Quadrupedal animals that can rear onto their hindlimbs can increase the height they can feed, giving access to food sources otherwise out of reach.[1] Living animals that are known to regularly rear up into a bipedal posture include the Gerenuk and the African Elephant.[2][3][1] It has been suggested that sauropod dinosaurs could have also reared for food gathering and defence, and sauropods have been depicted rearing in movies, documentaries, and museum exhibits. A famous example is in the movie Jurassic Park (1993), where a Brachiosaurus was shown rearing up to feed near the beginning of the film. The American Museum of Natural History mounted a cast of Barosaurus in a defensive rearing posture.[1]
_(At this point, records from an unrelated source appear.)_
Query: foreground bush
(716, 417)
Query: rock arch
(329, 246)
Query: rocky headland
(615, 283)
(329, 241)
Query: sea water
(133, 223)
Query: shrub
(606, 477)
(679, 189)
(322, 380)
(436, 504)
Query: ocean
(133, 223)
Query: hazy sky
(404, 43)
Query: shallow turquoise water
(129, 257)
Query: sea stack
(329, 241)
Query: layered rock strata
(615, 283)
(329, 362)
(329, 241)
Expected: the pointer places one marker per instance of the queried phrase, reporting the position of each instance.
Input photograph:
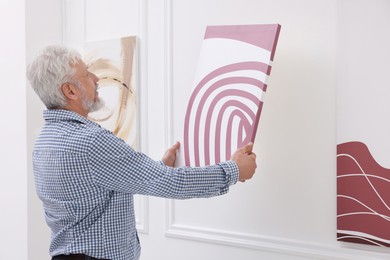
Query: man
(86, 177)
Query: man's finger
(248, 148)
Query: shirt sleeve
(116, 166)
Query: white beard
(91, 106)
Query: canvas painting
(228, 92)
(363, 148)
(114, 63)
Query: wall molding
(142, 80)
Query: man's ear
(69, 90)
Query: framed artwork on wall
(114, 63)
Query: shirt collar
(52, 115)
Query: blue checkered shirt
(86, 178)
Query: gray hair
(49, 71)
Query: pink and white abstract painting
(226, 102)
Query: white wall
(288, 211)
(43, 27)
(13, 155)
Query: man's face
(87, 83)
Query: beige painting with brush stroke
(114, 62)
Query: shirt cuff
(231, 170)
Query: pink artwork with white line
(225, 106)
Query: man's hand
(246, 161)
(169, 157)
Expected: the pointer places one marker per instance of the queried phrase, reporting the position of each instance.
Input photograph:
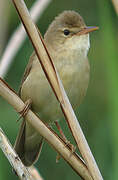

Some researchers have argued that sauropods have several adaptations that make them better adapted for rearing than many modern mammals, such as elephants. For example, Gregory S. Paul has argued that sauropods have larger and taller dorsal vertebrae than similarly-sized mammals, suggesting their dorsal columns were stronger. Sauropod necks and torsos are lightened because of an extensive air sac system which, combined with long, muscular, and dense tails, helps shift the centre of mass (COM) backwards, closer to the hip socket in some sauropod species. The forelimbs of most sauropods are more lightly constructed than the hindlimbs; the opposite is true in most mammals. Some sauropods have retroverted pelves which might have allowed the legs to maintain greater functionality when rearing.[3]
In 1977, Magdalena Borsuk-Bialynicka described Opisthocoelicaudia as having adaptations that might imply that it reared regularly. The anterior part of the tail has strongly opisthocoelous vertebra which suggests flexibility; this was interpreted as the tail being able to serve as a prop when in a tripodal posture. Borsuk-Bialynicka also argued that the hip socket allowed for a large range of motion, more than needed for normal quadrupedal walking. The wide strongly flared pelvis was thought to further aid stability in a tripodal posture. However, other researchers have suggested these are adaptations for a wide-gauge posture that titanosaurs developed.[4][1]


Biomechanics researcher Heinrich Mallison built virtual models of Diplodocus and Brachiosaurus brancai (now Giraffatitan brancai) in order to investigate the potential rearing abilities of sauropods. The COM of Diplodocus is estimated to be very close to the hip socket; this makes prolonged rearing possible and does not require much effort to do it. Combined with its long, massive tail acting as a prop, it was also very stable. Mallison found Diplodocus to be better adapted for rearing then an elephant.[1] A previous study also found that of the several sauropods analysed, the COM of Diplodocus was the closest to the hip socket.[5]
Giraffatitan, on the other hand, was found to have a COM further forward, due to a reduced tail and larger forelimbs compared to other sauropods. When posed in a rearing posture, the COM was high above the hip socket; this makes prolonged rearing difficult and unstable. Small movements to the neck would require large correcting motions in the limbs to maintain an upright pose. Any backward movement puts a large amount of stress on the tail. The forelimbs could potentially suffer damage if they were to land too fast. Based on this analysis, it is unlikely that Giraffatitan would rear often.[1]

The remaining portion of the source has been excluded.